No, but that’d be useful to know what kind of data we could impute as missing data—only modeled data. It might protect against accidental missing data leading to sampling improper densities.
If we have minibatches, it’d cross modeled (the data) and unmodeled (sizes of minibatches).
Yes. You can implement them both as submodels. You probably wouldn’t implement the simple case that way, since it’s also implementable as beta ~ normal(mu, sigma);
. So that’s what’d get swapped out with non_centered_normal(beta, mu, sigma);
if you wanted to write it in parallel. This is the case Maria’s thesis was largely designed to address, so there are examples there, too.
The math library doesn’t need to change. We could start distributing libraries of submodels as well as libraries of functions. Even better if we could compile and link independently. I’ve been reading some stuff by Bob Harper et al. recently only submodules in ML and principles of submodules in general that’s very compelling, and it includes discussion of independent compilation of submodules (which we could do—there really isn’t anything magic about scope going on despite some lingering confusion due to the ill- formed first example I presented).
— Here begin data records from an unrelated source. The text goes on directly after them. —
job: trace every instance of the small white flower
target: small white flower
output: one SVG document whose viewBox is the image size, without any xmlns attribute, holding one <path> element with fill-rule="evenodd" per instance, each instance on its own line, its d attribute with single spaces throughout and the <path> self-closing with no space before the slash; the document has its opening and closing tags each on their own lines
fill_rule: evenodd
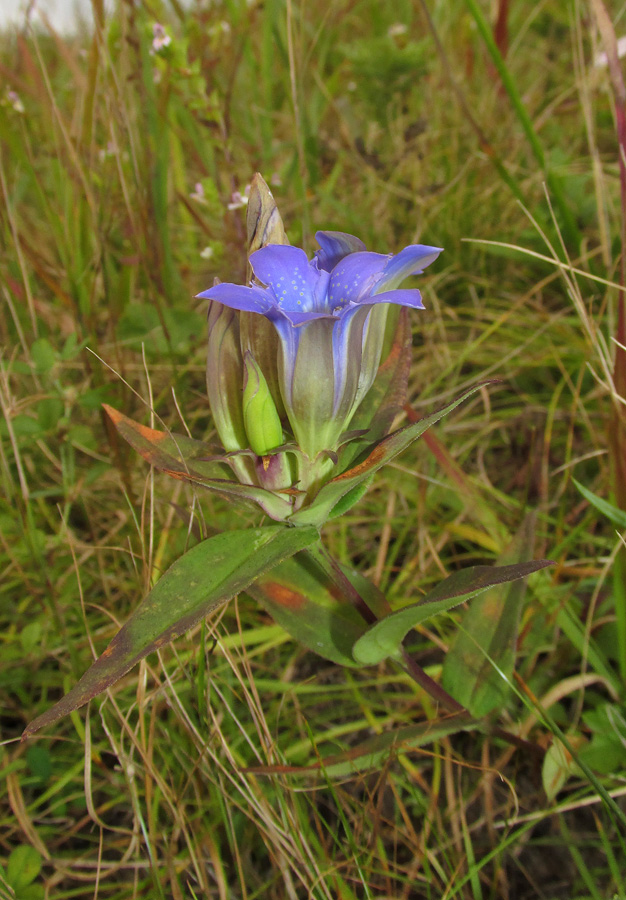
<svg viewBox="0 0 626 900">
<path fill-rule="evenodd" d="M 171 43 L 172 38 L 163 25 L 155 22 L 152 26 L 152 50 L 150 52 L 158 53 L 160 50 L 163 50 L 164 47 L 169 47 Z"/>
<path fill-rule="evenodd" d="M 394 22 L 387 29 L 387 34 L 389 37 L 400 37 L 400 35 L 406 34 L 408 30 L 404 22 Z"/>
<path fill-rule="evenodd" d="M 249 184 L 245 186 L 243 194 L 241 193 L 241 191 L 233 191 L 233 193 L 230 195 L 230 203 L 228 204 L 228 209 L 241 209 L 242 207 L 247 206 L 249 193 Z"/>
<path fill-rule="evenodd" d="M 617 55 L 621 59 L 622 56 L 626 56 L 626 36 L 618 38 L 617 40 Z M 595 59 L 593 61 L 594 68 L 596 69 L 605 69 L 609 64 L 609 58 L 606 53 L 597 53 Z"/>
<path fill-rule="evenodd" d="M 22 113 L 24 112 L 24 104 L 20 99 L 20 95 L 16 94 L 15 91 L 7 91 L 7 100 L 9 104 L 13 107 L 15 112 Z"/>
<path fill-rule="evenodd" d="M 201 181 L 196 181 L 193 191 L 189 194 L 190 200 L 196 200 L 198 203 L 206 203 L 204 188 Z"/>
</svg>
This should be a separate issue, but I can’t resist any bait (I’d be a short-lived fish).
As you know, the hooks are there in the code to make this easy—all the Jacobians are done in one step in the log density function and could be stored in a separate value.
I’ve wanted to have jacobian +=
in the transformed parameters block from the get-go, but there is a lot of opposition to that both because it’d be confusing and because we’d never use it.
What’s the usue case?